Frankl is very clear that it’s not that we make or invent the meaning of our lives. We, in his word, “detect” it. We discover it. It almost sounds mystical, though he doesn’t use that term. Life hands us a circumstance, confronts us with a choice, and challenges us to respond. And while the meaning of the act ultimately is epic, the act itself is always tiny and concrete. It’s always today – right now and right now and right now – that we’re living our lives. It doesn’t work to say that our lives are too difficult or too constrained by circumstance to worry about the big questions. In every moment we make decisions and micro-decisions that together, over days and years, form the substance of our lives.

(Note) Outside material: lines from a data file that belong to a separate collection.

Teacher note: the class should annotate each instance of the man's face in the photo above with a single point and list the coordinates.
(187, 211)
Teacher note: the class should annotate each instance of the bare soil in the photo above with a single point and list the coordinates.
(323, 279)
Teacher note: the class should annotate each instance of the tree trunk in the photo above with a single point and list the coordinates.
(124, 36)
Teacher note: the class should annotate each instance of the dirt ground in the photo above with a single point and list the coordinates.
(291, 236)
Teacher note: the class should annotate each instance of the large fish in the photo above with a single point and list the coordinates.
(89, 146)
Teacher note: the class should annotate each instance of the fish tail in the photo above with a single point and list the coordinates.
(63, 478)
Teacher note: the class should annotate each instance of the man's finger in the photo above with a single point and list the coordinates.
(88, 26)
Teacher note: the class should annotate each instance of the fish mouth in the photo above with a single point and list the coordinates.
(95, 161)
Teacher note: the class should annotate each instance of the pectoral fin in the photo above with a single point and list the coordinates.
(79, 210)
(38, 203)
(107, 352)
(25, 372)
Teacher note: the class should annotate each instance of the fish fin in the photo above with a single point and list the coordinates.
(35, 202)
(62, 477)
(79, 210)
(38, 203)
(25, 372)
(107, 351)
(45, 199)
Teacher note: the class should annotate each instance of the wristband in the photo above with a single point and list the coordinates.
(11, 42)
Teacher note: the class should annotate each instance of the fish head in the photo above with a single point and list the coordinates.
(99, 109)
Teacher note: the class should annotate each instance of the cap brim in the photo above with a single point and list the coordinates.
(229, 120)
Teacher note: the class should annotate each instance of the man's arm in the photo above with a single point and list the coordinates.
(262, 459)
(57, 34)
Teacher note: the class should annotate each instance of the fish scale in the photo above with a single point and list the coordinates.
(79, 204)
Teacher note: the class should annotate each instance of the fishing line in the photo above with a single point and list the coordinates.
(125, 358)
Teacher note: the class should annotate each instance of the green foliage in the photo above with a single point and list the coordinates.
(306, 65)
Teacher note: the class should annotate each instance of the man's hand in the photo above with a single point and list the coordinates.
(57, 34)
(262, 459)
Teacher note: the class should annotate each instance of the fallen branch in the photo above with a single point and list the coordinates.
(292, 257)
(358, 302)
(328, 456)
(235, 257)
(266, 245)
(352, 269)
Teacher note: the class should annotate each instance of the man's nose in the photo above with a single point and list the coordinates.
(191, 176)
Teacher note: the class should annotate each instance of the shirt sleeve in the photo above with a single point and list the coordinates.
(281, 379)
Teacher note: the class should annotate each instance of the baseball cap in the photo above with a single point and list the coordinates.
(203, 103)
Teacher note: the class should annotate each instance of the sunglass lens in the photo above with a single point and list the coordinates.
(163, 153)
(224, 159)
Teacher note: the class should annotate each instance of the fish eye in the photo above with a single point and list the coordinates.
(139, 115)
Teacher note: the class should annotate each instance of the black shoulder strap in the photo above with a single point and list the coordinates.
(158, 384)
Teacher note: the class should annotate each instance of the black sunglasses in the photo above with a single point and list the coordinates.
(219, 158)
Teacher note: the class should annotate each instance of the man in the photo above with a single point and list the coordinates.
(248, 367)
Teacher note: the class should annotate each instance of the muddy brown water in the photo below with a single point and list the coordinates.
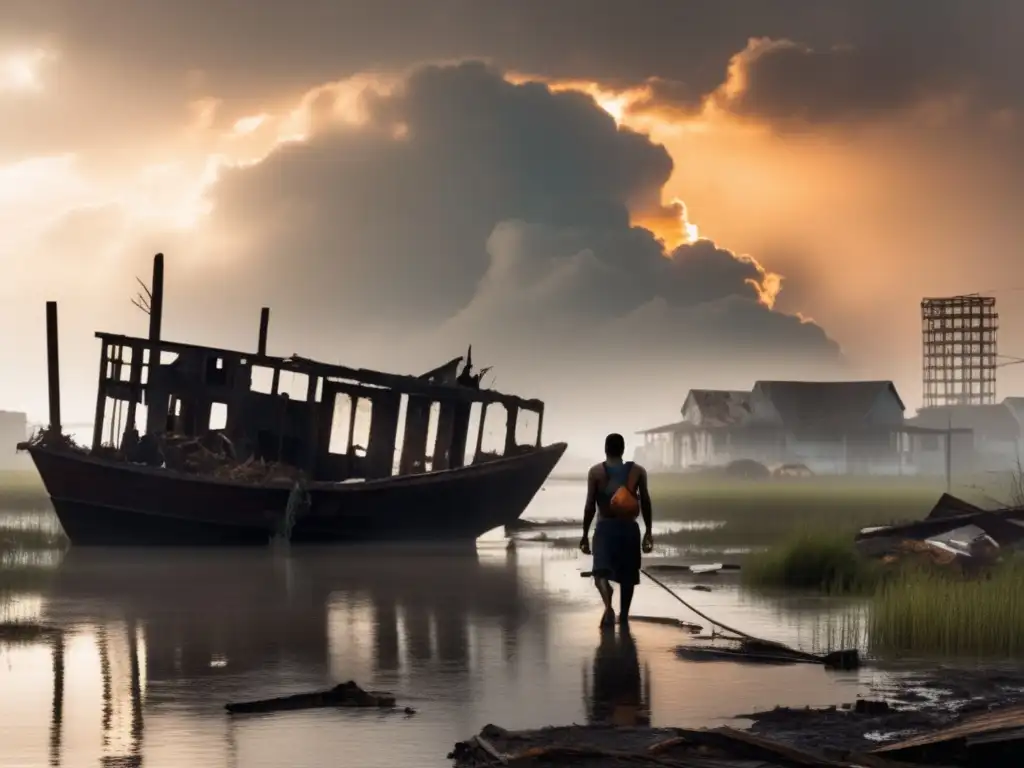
(464, 638)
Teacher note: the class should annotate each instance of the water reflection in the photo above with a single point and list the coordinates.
(170, 637)
(616, 694)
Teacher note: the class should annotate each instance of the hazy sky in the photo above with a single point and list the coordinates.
(397, 179)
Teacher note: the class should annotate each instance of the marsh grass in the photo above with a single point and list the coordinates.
(814, 560)
(30, 531)
(931, 611)
(23, 491)
(767, 513)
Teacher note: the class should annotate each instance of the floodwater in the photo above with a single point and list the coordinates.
(154, 644)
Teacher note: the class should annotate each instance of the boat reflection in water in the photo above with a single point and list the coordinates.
(616, 694)
(177, 634)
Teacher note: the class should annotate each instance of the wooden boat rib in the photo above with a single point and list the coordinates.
(414, 480)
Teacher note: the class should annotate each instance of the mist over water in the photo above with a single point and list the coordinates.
(465, 639)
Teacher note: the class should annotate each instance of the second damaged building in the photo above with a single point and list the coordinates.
(164, 408)
(829, 427)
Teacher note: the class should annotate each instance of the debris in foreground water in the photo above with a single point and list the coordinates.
(604, 747)
(994, 739)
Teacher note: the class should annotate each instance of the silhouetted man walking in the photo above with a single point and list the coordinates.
(616, 491)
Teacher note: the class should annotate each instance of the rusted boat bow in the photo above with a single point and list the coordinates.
(200, 445)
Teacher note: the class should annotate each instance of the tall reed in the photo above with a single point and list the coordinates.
(818, 560)
(930, 610)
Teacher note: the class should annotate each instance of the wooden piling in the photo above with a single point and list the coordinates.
(53, 365)
(157, 302)
(264, 325)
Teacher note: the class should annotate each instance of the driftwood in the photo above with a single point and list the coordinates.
(345, 694)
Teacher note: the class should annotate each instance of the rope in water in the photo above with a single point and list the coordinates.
(708, 619)
(846, 659)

It was a lifetime of such decisions that shaped the meaning of Harper Lee’s life. And that of Antonin Scalia. It will be a lifetime of such decisions that make meaning of my life and yours.

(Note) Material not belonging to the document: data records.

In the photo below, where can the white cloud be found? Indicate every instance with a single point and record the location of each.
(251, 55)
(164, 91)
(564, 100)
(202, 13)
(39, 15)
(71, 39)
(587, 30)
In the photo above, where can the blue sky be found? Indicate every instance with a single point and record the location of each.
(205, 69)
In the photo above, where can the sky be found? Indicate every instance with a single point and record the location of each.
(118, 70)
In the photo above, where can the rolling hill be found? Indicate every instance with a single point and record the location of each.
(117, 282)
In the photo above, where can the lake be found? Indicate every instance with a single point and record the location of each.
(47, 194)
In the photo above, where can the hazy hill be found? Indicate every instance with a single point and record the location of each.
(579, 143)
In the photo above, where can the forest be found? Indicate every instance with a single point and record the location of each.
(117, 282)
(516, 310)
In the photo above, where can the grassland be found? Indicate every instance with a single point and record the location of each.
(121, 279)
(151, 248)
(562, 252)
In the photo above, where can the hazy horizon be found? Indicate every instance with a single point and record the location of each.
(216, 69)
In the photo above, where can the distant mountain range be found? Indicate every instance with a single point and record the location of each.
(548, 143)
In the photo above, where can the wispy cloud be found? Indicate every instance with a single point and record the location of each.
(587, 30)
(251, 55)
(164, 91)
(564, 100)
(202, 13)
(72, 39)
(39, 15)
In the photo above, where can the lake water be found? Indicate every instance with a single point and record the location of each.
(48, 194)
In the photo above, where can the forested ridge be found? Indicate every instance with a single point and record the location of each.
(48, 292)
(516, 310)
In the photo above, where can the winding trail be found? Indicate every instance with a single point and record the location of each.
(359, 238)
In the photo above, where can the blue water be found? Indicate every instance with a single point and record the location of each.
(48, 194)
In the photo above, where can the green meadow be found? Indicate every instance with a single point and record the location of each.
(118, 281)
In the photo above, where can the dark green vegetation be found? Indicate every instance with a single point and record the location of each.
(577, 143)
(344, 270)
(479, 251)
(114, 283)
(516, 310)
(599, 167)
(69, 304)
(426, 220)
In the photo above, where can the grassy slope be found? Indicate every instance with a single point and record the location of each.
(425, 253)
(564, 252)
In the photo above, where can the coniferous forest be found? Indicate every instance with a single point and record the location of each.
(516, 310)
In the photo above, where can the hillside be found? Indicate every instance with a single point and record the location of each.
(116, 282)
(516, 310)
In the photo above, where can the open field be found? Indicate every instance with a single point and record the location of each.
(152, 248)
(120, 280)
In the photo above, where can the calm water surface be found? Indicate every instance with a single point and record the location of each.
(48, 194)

There’s something strangely parallel between the experience of rock climbing and the experience of parenting newborn twins – there’s the stark immediacy of simple acts – nursing, changing a diaper, like reaching for the next tiny ridge in the rock – that rivets your attention on the present moment… that, combined with the sweeping panoramic view – the sense of vertigo looking at these tiny babies, these massive responsibilities, a link to the past and the future. The camera is always zoomed in for the close up and zoomed out for the wide shot at the same time. It’s breathtaking and sobering.

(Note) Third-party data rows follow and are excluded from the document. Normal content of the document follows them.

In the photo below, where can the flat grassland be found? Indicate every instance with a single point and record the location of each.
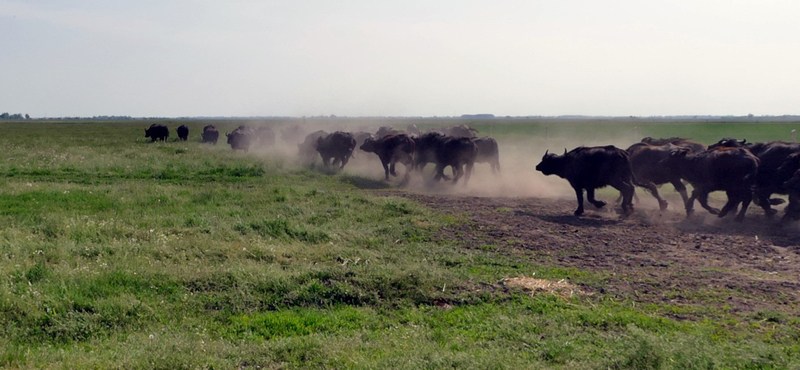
(118, 252)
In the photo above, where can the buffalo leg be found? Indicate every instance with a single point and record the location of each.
(702, 197)
(407, 176)
(746, 198)
(792, 210)
(662, 204)
(579, 195)
(439, 172)
(385, 169)
(690, 204)
(628, 191)
(763, 200)
(469, 173)
(681, 189)
(590, 198)
(733, 202)
(458, 171)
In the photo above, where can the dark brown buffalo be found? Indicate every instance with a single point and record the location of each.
(210, 134)
(488, 152)
(593, 168)
(265, 135)
(307, 150)
(695, 147)
(732, 170)
(157, 132)
(425, 149)
(240, 139)
(183, 132)
(391, 150)
(650, 170)
(768, 181)
(458, 153)
(338, 146)
(361, 137)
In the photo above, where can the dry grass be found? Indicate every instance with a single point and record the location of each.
(559, 288)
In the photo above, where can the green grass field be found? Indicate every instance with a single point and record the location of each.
(119, 253)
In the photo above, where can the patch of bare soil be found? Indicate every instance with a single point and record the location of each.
(653, 256)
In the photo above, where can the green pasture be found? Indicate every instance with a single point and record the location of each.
(120, 253)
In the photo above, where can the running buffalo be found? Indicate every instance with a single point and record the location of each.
(732, 170)
(650, 169)
(592, 168)
(391, 150)
(240, 139)
(307, 150)
(338, 146)
(488, 152)
(157, 132)
(768, 180)
(183, 132)
(210, 134)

I believe we are each challenged to live our lives with this dual vision. On one hand we are challenged to reach for meaning in our lives, to remember our mortality, to take our lives seriously, to live in awe of the view. And at the same time, we are challenged to live the present, to focus on the decisions in front of us at every moment. Gabriela Mistral wrote that children cannot wait; to them we cannot answer tomorrow; their name is today. But really, but nothing else can wait either. Whatever it is that’s calling us, whatever it is that needs us – whether it’s family or this community or our students, our clients, struggling peoples, or the earth itself – whatever we are being called to serve, its bones are being formed, its blood is being made. To whatever it is that calls us, we cannot answer “tomorrow.” Its name is “today.”